Da una ricerca condotta tramite questionario su un campione di aziende italiane del settore alimentare è emerso però come le imprese non stiano cavalcando l’onda di questo fenomeno, ma piuttosto stiano abbandonando il mercato russo. Il questionario è stato inoltrato nel periodo giugno-novembre 2015 a 222 aziende produttrici di derivati della carne e del latte non più autorizzate all’export nella Federazione Russa. 36 sono le aziende rispondenti, per lo più dimensioni piccole (39%) o medie (42%), con sede prevalente in Emilia Romagna, Lombardia e Veneto. Zone da cui provengono i prodotti a marchio come il prosciutto di Parma, il Parmigiano Reggiano e il Grana Padano, solo per citarne alcuni. Esse sono assolutamente consapevoli della percezione positiva del brand “Italia” in Russia nel settore alimentare e su questo hanno sempre fatto leva per la promozione dei propri prodotti. Dall’entrata in vigore dell’embargo però (complice la scarsa conoscenza e vicinanza al mercato russo emersa da alcuni quesiti sull’operatività nel paese) hanno deciso di abbandonare il mercato, rinunciando a studiare soluzioni alternative per rimanere in Russia. Le aziende intervistate hanno mostrato di avere una buona diversificazione del portafoglio paesi e di essere quindi scarsamente dipendenti dal mercato russo. La maggior parte di esse è comunque sicura che i prodotti sostitutivi non riusciranno mai ad eguagliare gli originali, e che in caso di cessazione delle sanzioni, combinato ovviamente ad una ripresa del rublo, i prodotti italiani torneranno nel mercato senza alcuna ripercussione. Di questo sono certi anche alcuni operatori del settore dell’importazione e della ristorazione in Russia che, dal loro punto di vista, parlano di scomparsa e possibile sostituzione del prodotto originale Made in Italy attribuendo pari responsabilità alle sanzioni e al crollo della moneta.
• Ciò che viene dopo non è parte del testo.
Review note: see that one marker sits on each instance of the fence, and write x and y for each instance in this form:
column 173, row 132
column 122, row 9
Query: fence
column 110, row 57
L’atteggiamento passivo delle aziende del settore probabilmente porterà a scenari diversi a seconda dell’evolversi della situazione politica e monetaria. Certo è che i prodotti più deboli, di fascia media e medio-bassa, saranno destinati ad essere soppiantati dai surrogati più economici Made in Russia, Made with Italy, etc. I prodotti a marchio (DOP, DOCG, DOC, IGP, etc.), gli insostituibili, come il Parmigiano Reggiano, continueranno probabilmente ad avere la propria fetta di mercato, e il loro export tornerà ai livelli pre-sanzioni, in relazione sempre all’andamento della moneta. Le aziende italiane intenzionate a tornare nel mercato russo, se e quando sarà possibile, dovranno mettere in atto delle politiche di rilancio aggressive per comparire di nuovo sugli scaffali della distribuzione e nella ristorazione. Questo presuppone una più approfondita conoscenza del consumatore e una gestione più diretta e meno intermediata del mercato russo. L’Italia potrebbe quindi diventare non solo esportatrice di prodotto finito, ma anche di know-how, aggirando così nuove ed eventuali crisi o blocchi delle esportazioni.